PM I think we will have a long debate about media ethics in this country, but if I could put it as clearly as I can, I’d say to you, don’t write crap. Can’t be that hard…….and when you have written complete crap, I think you should correct it.
So I’d like to see as many column inches confirming that there’s no 6.5c a litre charge on petrol, as I saw reporting Tony Abbott’s claims that there would be.
I’d like to see as many column inches and minutes on the TV news reporting that the future of the coal industry is bright and strong, as verified by a huge coal company like Peabodys,
as I saw coverage of Tony Abbott standing in a Peabodys mine saying the coal industry was going to close down.
I’d like to see as many minutes of coverage and column inches on the steel industry and the work we’ve done with the steel industry, so they are satisfied with the arrangements that we’ve made about carbon pricing.
I’m not saying they’re not under pressure. They’re under pressure because of the global economic winds we were just talking about, but they are satisfied about carbon pricing.
I’d like to see as much time devoted to that as was devoted to Tony Abbott’s claims when he stood next to steel workers, that Whyalla was going to be wiped off the map.
And there’s a new one today, we’ve had Nystar, they’re involved of course, in making zinc.
They’ve put out a statement that says, “the impact of this carbon tax is not considered to be material to Nystar”.
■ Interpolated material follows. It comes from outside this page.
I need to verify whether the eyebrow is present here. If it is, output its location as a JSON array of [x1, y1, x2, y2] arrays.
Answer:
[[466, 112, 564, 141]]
This is against a Tony Abbott claim, if we have a carbon tax, that smelter closes down.
Well, I think the Nystar accuracy needs to get as much exposure as the false claim did.
And if we saw some of that, some accuracy and facts out there, I think what I had the opportunity that I had to do at the community forum in Brisbane last night, and I don’t mind taking criticism on the chin, that’s part of my job, but when I was there talking to people about the facts, and talking to people afterwards, more casually, you could see, once they got that information, the sense of re-assurance it gave them. It changed a lot of minds.
Now you would say it’s not your job to change people’s minds about a government policy and that’s true, but I think it is your job to get information to people that’s accurate and rigourous.
Some of the crazier claims we’ve seen in this debate need to be put to one side and the accurate facts get out there.
AS THE PRIME MINISTER SAID……”CAN’T BE THAT HARD”
Well, that went straight around the S-bend.
The very next day Malcom Farnsworth wrote on ABC’s The Drum
Selling the carbon tax: less is more
Julia Gillard should have stayed in bed this week, for all the good her carbon tax campaigning did.
In fact, she ought to just shut up about the carbon tax and get on with something else.
This week smacks of the same hopeless political strategy that Rudd and Gillard have fallen for before, the strategy that says you have to run around the country like a maniac and never shut up.
It’s also the strategy that gives Tony Abbott a daily free kick as the media treat the circus like an election campaign and give him equal time.
Take Gillard’s appearance at the National Press Club yesterday. Her speech on climate change was quite good, but it was overshadowed by the personal development lecture from the Unley High school girl.
Last night’s television pictures duly centred on Gillard’s teary moment and her injunction to the press gallery to “stop writing crap”. Forget about any coverage of the economic imperatives of the carbon tax.
Not surprisingly, the journalists did exactly that, and so did Mr. Farnsworth !
Which maniac has been running around the country and never shutting up ??